「寝そべり主義」という言葉をご存知でしょうか。
中国の若者の間で流行している主義で、「無理に頑張らない生き方」のことです。
中国と言えばご存知の通り「社会主義」の国です。
でも「無理に頑張らない生き方」は民主主義である日本でも受け入れられそうですね。
ただ、中国では「最も偉い人」こと習近平総書記が問題視したそうです。
寝そべり主義とは
字面だけ見て脊髄反射をしないで欲しいのですが、「寝そべり主義」というのはただベッドに寝転んで何もせずに生きることではありません。
自分の食い扶持を稼ぐ程度の最低限の仕事だけをして、出世などの野心を持たずにリラックスして生きるという考え方です。
当然ながら好きなこと・興味があることには取り組むので「何もしないのは逆に辛くない?www」とヘラヘラしながら煽って来なくて大丈夫です。
これは日本における生活保護不正受給などのようなズルをして国から生活費を奪い取るような生き方ではありません。

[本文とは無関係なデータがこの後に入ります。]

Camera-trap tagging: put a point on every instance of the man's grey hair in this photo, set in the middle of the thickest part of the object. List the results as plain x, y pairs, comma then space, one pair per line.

※「不正受給」と「病気やケガなどの正当な理由で働けない人が生活保護を受け取ること」は全く別の話です。後者は何も問題ありません。そういう方が生活保護など国のサポートを受けるのは当然の権利です。ゆっくりしっかり治療に専念してください
それってもしかして?
日本では(というか全世界で)、外こもりが流行したことを覚えているでしょうか。
「物価の安い国でのんびり過ごす」というアレです。
中国の「寝そべり主義」はまさに外こもりの人たちが理想とした生き方のような気がします。
日本の場合、物価が高いので国内で「寝そべり主義」の生き方ができず、物価の安い海外に行くしかありませんでした。
※田舎なら安いというのは勘違いです。各種税金、不思議な制度の敷金礼金、いろいろなサービスの〇年縛りなどなど、日本は田舎でも物価は高いです
中国の場合は都会から離れればまだ物価が安い地域があるため、国内で外こもり的な生き方ができるということなのでしょう。
何が悪いのか
中国は社会主義であり、「共同富裕」という社会全体が豊かになることを目指しています。
「寝そべり主義」の若者が増えると国内の労働力が落ち、野心のない若者だらけになると技術的な発展も見込めなくなります。
だから中国の政府の考えとして「寝そべり主義は容認できない」としています。
日本でもダメ?
マクロな視点で言えば、日本でも寝そべり主義はダメです。
経済が停滞し企業の力も弱くなっている理由を「若者が無気力になった」とする高齢者の方は多いですよね。
若者の無気力が全てではありませんが、原因の一つであることは間違いないはずです。
なので長期的に見れば無気力な若者だらけになったら国としての成長は見込めないでしょう。
ちなみに私を含めた無気力な人・外こもり・海外ノマド・ニートなどなどこの手の寝そべっている人たちは「自分さえよければそれでいい」と考えています。
ただ、「子どもや孫の世代がどうなろうと知ったことではない」という独りよがりな考えだけの人だけではありません。
頑張った方が国や子どもたちの未来のためにいいのはわかっているものの、そのために自分が犠牲になるほどの高尚な精神は持ち合わせていないという人が多いです。
頑張った見返りがない、つまり労働に対する対価が驚くほど少なく、「将来のため」という曖昧で不確実な「やりがい」だけではモチベーションが保てないという人もいます。
その人たちをやる気にさせるためには、高齢者たちのような「今の日本を作ってきた人」「会社での発言権や決定権を持つ人」が先に動くことが必要ではないでしょうか。
ただ「俺の時代はみんながむしゃらに働いたんだ。だからお前も会社に身を捧げろ」と言っても通じません。
なお、寝そべっている人たちは上記に挙げたタイプの「どれか一つに該当する」わけではありません。
おそらくほぼすべての人がすべてのタイプの要素を持っていて、その比重がちょっとずつ違うのだと思います。
最後に
ということで中国の寝そべり主義の話でした。
日本などで新型コロナウイルス以前に流行しかけた「外こもり」の国内版のようなものですね。
「自分の食い扶持は稼いている」という点は重要です。
決して生活保護不正受給などのようなズルをして国や地方自治体や親などからお金をせしめている「タダ乗り」ではないことに注意してください。
長期的な視点で言えば、中国だろうと日本だろうと問題のある生き方ではあります。
寝そべり主義賛同側の私としては、「自分の食い扶持以上に働いて欲しいのならそれ相応のリターンを用意して欲しい」と思います。
「お国のため」「将来の子どもたちのため」に働きなさいという不明瞭な「やりがい」だけではモチベーションは上がりません。
そもそもその仕事にやりがいを感じるかどうかは働く側の私が決める事であり、「ほらどうだ、この仕事はやりがいがあるだろう?」と用意されても納得できません。